2013年11月12日火曜日

11月10日 11月文楽公演「伊賀越え道中双六」第2部

昼の部より客席は空いていたけれど、見応えがある場が多く、1部より面白かった。なんで観に来ないかな〜。

「藤川新関の段」
助平の三輪太夫、志津馬の始大夫、お袖の咲甫太夫と、3人の掛け合い。人形の動きがコミカルで面白い。

「竹藪の段」

「岡崎の段」
仇討のため、生まれたばかりの息子を切殺してしまう政右衛門。幼子を抱えて、雪の中を追いかけてくるお谷もよく解らんが、この理不尽なストーリーで泣かせるのは語りの力だなあ。

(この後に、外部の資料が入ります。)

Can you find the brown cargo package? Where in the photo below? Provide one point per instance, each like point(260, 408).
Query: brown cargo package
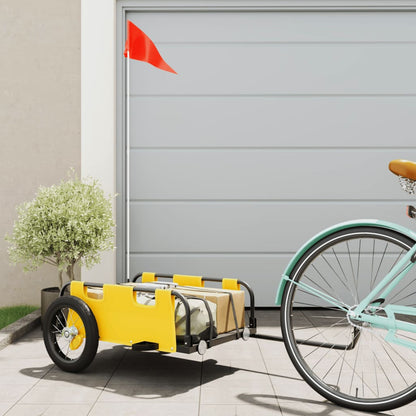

中の芳穂太夫、次の呂勢大夫と続き、切の嶋太夫が聴かせる。時折、見台に突っ伏すようにして語っていたので、体調が悪いのかと心配になった。単に熱演してただけならいいのだけれど。
切の千歳太夫もよかった。

「伏見北国屋の段」
仇討の関係者が宿で隣り合わせるなんて、というのはさておき、たがいに様子を探りあう心理戦が面白い。

「伊賀上野仇討の段」
見事仇討達成、カタルシス。立ち回りが迫力あって、見ごたえあり。

2013年11月11日月曜日

11月9日 11月文楽公演「伊賀越道中双六」第1部

歌舞伎では「沼津」しか見たことがなかったので、今回通しで観て、初めて仇討ちの次第が分かった。いやはや、こんなに壮大な物語とは。

「鶴ヶ岡の段」

敵討ちの原因を作る場面だけど、一言で言って、志津馬、脇甘すぎ。酒に弱いと注意されていながら、なんで酔っ払うよ。主君をお迎えする大事なところに瀬川がやって来る理由もよく分からん。
義太夫は御簾の奥で、人形使いも皆、顔を隠しての演出。仮名手本忠臣蔵の序幕みたいな感じ?


「和田行家屋敷の段」

正宗を狙う股五郎のたくらみを見事見抜いた行家だが、手紙を読んだ隙にあっさり殺されちゃう脇の甘さ。不思議だ。寝返って行家殺害に協力した、和田家の奴実内があっさり殺されちゃうのもよく解らん。
奥を語った松香大夫がよかった。

「円覚寺の段」

股五郎母、鳴海を人質に、刀と引き換えに股五郎の引き渡しを求める丹右衛門。実は鳴海と図っていて、鳴海は自害、刀は偽物とすり替えている。正々堂々としているのか、卑怯なのか。
帰り道、城五郎一味に股五郎を奪われ、瀕死の重傷を負う丹右衛門。駆けつけた志津馬も負傷し、この後の沼津に続く。

「唐木政右衛門屋敷の段」

志津馬の姉、お谷の夫、政右衛門は新しい妻をめとり、敵討に参加って、血縁関係にないと助太刀できないの?お谷はお腹のなかに子供までいるのに、かわいそうすぎ。

切が咲太夫。さすがの安定感。

「沼津里の段」「平作内の段」「千本松原の段」

沼津は、正直、歌舞伎のほうがいいかな。平作が荷を担ぐのに四苦八苦するところとか、十兵衛がお米に一目惚れしちゃうくだりとか、あっさり感じた。千本松原で平作が命をかけて股五郎の居所を聞き出すところ、前後のつながりが分かったのでようやく腑に落ちた気分。

平作内の段を語った呂勢大夫は、聴いていて心地よい。
切の住大夫、残念だけど、声に力がない。下手側の座席で出語床から遠かったから余計にそう感じたのかも。

2013年11月10日日曜日

10月19日 十月花形歌舞伎 昼の部

「大坂純情伝」

女殺油地獄とウエストサイドストーリーを足して二で割ったようなーーということだそうで。やんちゃな若者たち、大店のぼんぼんの天神組と下町の不良、雁金組がいがみ合っているという設定。与兵衛(愛之助)は天神組で、恋人、小菊(新悟)の兄、文三(薪車)が雁金組のリーダー格で…というのだが、チームの対立と与兵衛と小菊という恋人同士の関係がちょっと希薄だったかな。まあ、物語の本筋ではないから、あまり深堀りもできないのだろうけど。大人数での立ち回りが、ミュージカルの群舞のように振付けられていたのが面白かった。あと、花道を登場してくるシーンで、三味線でタンゴを演奏したり。(曲がだんご三兄弟だったのは、初演時の流行りか)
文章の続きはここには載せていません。